Arnold Christian, Stadler Peter F
Bioinformatics Group, Department of Computer Science, and Interdisciplinary Center for Bioinformatics, University of Leipzig, Härtelstrasse 16-18, D-04107 Leipzig, Germany.
Algorithms Mol Biol. 2010 Jun 2;5:25. doi: 10.1186/1748-7188-5-25.
The Maximal Pairing Problem (MPP) is the prototype of a class of combinatorial optimization problems that are of considerable interest in bioinformatics: Given an arbitrary phylogenetic tree T and weights omegaxy for the paths between any two pairs of leaves (x, y), what is the collection of edge-disjoint paths between pairs of leaves that maximizes the total weight? Special cases of the MPP for binary trees and equal weights have been described previously; algorithms to solve the general MPP are still missing, however.
We describe a relatively simple dynamic programming algorithm for the special case of binary trees. We then show that the general case of multifurcating trees can be treated by interleaving solutions to certain auxiliary Maximum Weighted Matching problems with an extension of this dynamic programming approach, resulting in an overall polynomial-time solution of complexity (n4 log n) w.r.t. the number n of leaves. The source code of a C implementation can be obtained under the GNU Public License from http://www.bioinf.uni-leipzig.de/Software/Targeting. For binary trees, we furthermore discuss several constrained variants of the MPP as well as a partition function approach to the probabilistic version of the MPP.
The algorithms introduced here make it possible to solve the MPP also for large trees with high-degree vertices. This has practical relevance in the field of comparative phylogenetics and, for example, in the context of phylogenetic targeting, i.e., data collection with resource limitations.

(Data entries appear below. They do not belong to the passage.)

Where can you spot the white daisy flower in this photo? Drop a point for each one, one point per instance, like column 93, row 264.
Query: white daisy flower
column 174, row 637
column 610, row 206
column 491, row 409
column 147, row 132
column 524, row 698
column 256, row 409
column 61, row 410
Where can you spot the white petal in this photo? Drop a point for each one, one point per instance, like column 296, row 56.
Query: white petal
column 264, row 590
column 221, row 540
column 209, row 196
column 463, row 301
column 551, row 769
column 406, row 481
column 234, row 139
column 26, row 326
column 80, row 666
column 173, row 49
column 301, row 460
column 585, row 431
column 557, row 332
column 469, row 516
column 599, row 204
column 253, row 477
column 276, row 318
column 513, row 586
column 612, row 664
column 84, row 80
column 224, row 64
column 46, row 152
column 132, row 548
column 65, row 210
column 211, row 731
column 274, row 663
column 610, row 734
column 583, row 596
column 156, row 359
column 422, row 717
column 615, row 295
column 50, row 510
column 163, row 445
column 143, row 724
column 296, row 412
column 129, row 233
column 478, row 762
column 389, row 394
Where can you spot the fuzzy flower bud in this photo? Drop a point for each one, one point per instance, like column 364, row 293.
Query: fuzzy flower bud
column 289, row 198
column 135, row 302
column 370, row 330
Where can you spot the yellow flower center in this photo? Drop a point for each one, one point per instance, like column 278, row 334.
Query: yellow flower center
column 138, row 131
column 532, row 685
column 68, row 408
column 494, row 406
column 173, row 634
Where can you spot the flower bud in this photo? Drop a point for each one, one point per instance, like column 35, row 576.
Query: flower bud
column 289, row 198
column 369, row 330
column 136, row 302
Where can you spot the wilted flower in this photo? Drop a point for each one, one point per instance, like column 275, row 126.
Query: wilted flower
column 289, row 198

最大配对问题(MPP)是一类组合优化问题的原型,在生物信息学中备受关注:给定一棵任意的系统发育树T以及任意两对叶子节点(x,y)之间路径的权重ωxy,能使总权重最大的叶子节点对之间的边不相交路径集合是什么?之前已经描述了二叉树和等权重情况下MPP的特殊情况;然而,解决一般MPP的算法仍然缺失。
我们针对二叉树的特殊情况描述了一种相对简单的动态规划算法。然后我们表明,多叉树的一般情况可以通过将某些辅助最大加权匹配问题的解决方案与这种动态规划方法的扩展交织起来处理,从而得到一个关于叶子节点数量n的复杂度为(n4 log n)的整体多项式时间解决方案。可以在GNU公共许可证下从http://www.bioinf.uni-leipzig.de/Software/Targeting获取C实现的源代码。对于二叉树,我们还讨论了MPP的几种受限变体以及MPP概率版本的配分函数方法。
这里介绍的算法使得也能够解决具有高度数顶点的大树的MPP。这在比较系统发育学领域具有实际意义,例如在系统发育靶向的背景下,即在资源有限的数据收集方面。